Charlie Chaplin incarne une énième fois son personnage fétiche Charlot aux côtés de bon nombre de ses acteurs fétiches dont Al Ernest Garcia vu dans "Charlot et le Masque de Fer" (1921), "Jour de Paye" (1922), "La Ruée vers l'Or" (1925) et plus tard dans "Les Lumières de la Ville" (1931) et "les Temps Modernes" (1936), Tiny Sandford fidèle depuis "Charlot et le Comte" (1916) jusqu'à "Le Dictateur" (1940), Henry Bergman vu dans une trentaine de Chaplin de "Charlot Musicien" (1916) à "Les Temps Modernes" (1936), John Rand vu dans une vingtaine de Chaplin depuis "Charlot au Music-Hall" (1915), puis citons encore Albert Austin vu dans "Charlot et le Comte" (1916), "Une Vie de Chien" (1918), "The Bond" (1918) et "La Ruée vers l'Or" (1925), Stanley Blystone qui sera dans "Les Temps Modernes" (1936) et vu plus tard dans "L'Impossible Monsieur Bébé" (1938) de Howard Hawks ou "Samson et Dalila" (1949) de Cecil B. De Mille, Heinie Conklin vu dans plus de 600 rôles de 1915 à 1959 dont "La Ruée vers l'Or" (1925) et "Les Temps Modernes" (1936) tous deux de Chaplin, et plus tard dans "À l'Ouest Rien de Nouveau" (1930) de Lewis Milestone ou "Le Cavalier du Désert" (1940) de William Wyler, Hugh Saxon vu entre autre dans "Sept Ans de Malheur" (1921) de et avec Max Linder et "Charlot et le Masque de Fer" (1921) de et avec Charlie Chaplin. Citons ensuite Harry Crocker alias le funambule vu dans "La Grande Parade" (1926) de King Vidor et George W. Hill et plus tard dans "Gentleman Jim" (1942) de Raoul Walsh, et surtout sera assistant-réalisateur de Chaplin sur "les Lumières de la Ville" (1931), George Davis qui avait déjà été clown dans "Larmes de Clown" (1924) de Victor Sjöström et "Les Quatre Diables" (1928) de Friedrich Wilhelm Murnau, Jack Pierce qui va devenir un des plus famaus maquilleurs de Hollywood participant notamment aux succès de James Whale "Frankenstein" (1931), "L'Homme Invisible" (1933) et "La Fiancée de Frankenstein" (1935). Et enfin, n'oublions pas l'écuyère Merna Kennedy qui fera une courte carrière avec entre autre "Broadway" (1929) de Paul Fejos, "L'Irrésistible" (1933) de Lloyd Bacon ou "Jimmy the Gent" (1934) de Michael Curtiz... Le film dure 1h08 soit une durée semblable à "The Kid" (1921), et offre à Charlot un vrai rôle de clown plutôt qu'un simple vagabond. Ou plutôt le vagabond devient clown à l'insu de son plein gré, d'abord pour fuir la prison, ensuite par amour d'une jolie écuyère.

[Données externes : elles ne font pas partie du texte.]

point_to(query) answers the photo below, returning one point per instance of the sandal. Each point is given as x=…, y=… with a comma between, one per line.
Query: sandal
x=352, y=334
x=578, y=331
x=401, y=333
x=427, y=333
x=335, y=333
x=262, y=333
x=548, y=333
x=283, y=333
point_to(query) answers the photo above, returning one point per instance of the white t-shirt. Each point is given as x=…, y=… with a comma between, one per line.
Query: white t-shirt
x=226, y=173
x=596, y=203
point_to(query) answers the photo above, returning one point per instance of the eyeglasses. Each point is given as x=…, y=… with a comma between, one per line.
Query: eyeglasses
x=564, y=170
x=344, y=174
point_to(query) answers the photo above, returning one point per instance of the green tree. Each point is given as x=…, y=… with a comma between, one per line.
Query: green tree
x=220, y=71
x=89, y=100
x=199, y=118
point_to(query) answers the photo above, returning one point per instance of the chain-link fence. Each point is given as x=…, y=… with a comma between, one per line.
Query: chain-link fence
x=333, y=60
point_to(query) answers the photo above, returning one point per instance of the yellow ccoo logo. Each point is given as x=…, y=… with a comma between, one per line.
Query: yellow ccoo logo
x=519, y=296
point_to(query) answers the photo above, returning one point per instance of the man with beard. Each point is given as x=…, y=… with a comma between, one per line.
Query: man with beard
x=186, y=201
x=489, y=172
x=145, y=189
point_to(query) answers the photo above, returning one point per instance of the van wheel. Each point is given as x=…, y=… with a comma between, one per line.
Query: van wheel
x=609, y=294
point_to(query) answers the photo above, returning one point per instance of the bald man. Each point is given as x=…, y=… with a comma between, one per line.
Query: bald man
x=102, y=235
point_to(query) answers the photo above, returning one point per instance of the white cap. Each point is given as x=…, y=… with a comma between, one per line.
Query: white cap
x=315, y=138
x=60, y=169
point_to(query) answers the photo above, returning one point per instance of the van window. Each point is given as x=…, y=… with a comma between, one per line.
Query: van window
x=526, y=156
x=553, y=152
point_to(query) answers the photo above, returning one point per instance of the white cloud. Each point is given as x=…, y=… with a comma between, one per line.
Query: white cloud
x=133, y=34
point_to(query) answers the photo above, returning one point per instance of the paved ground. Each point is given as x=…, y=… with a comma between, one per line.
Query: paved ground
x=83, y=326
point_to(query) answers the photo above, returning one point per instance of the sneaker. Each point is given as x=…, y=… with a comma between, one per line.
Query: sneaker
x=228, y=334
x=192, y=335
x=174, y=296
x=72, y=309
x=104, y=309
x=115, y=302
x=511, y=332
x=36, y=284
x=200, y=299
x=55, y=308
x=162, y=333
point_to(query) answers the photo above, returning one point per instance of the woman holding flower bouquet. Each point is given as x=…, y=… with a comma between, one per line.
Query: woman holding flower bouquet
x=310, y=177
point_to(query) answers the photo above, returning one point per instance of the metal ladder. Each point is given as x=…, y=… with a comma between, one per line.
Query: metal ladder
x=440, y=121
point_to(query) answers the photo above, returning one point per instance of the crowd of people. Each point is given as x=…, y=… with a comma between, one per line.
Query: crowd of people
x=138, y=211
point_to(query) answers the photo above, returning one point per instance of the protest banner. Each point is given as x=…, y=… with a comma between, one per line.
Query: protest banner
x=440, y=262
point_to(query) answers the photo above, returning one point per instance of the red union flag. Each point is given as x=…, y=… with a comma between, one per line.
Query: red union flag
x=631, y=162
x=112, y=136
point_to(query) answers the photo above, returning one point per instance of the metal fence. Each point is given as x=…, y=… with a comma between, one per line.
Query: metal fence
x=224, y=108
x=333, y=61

Comme toujours Chaplin écrit une histoire qui mêle la crise sociale ici symbolisé par la précarité du monde du cirque, l'amour toujours difficile à trouver pour un pauvre vagabond sans le sou, et le burlesque à la fois innocent et bienveillant. Le scénario est semé de gags drôles et/ou touchants, du running gag avec l'âne au nettoyage de l'aquarium en passant par le beignet du bébé, par la géniale séquence de la cage aux fauves (sans trucage !) et à la scène du funambule par Chaplin qui se forma  plusieurs semaines pour tenir effectivement sur un fil. Mais ce petit cirque est bien loin de la piste aux étoiles, la vie n'est pas simple, le travail reste ardu et la fortune n'est pas un objectif ne serait-ce que celui du coeur. Mais là aussi, pour cette fois Charlot préfère offrir une chance de bonheur à l'écuyère, et à cet instant on ne peut que faire un parallèle avec sa vie privée. La mélancolie est une fois de plus omniprésente, peut-être même plus qu'à l'accoutumée tant le rire se fait plus rare, ou du moins plus parcimonieux avec un certain fatalisme. Ce film est souvent oublié ou mésestimé aujourd'hui alors qu'il est sans doute celui de la maturité, l'univers du cirque forcément évident, les drames autour du tournage et le cinéma parlant qui fait alors trembler Hollywood font que ce film est charnière pour Chaplin. A voir et à revoir.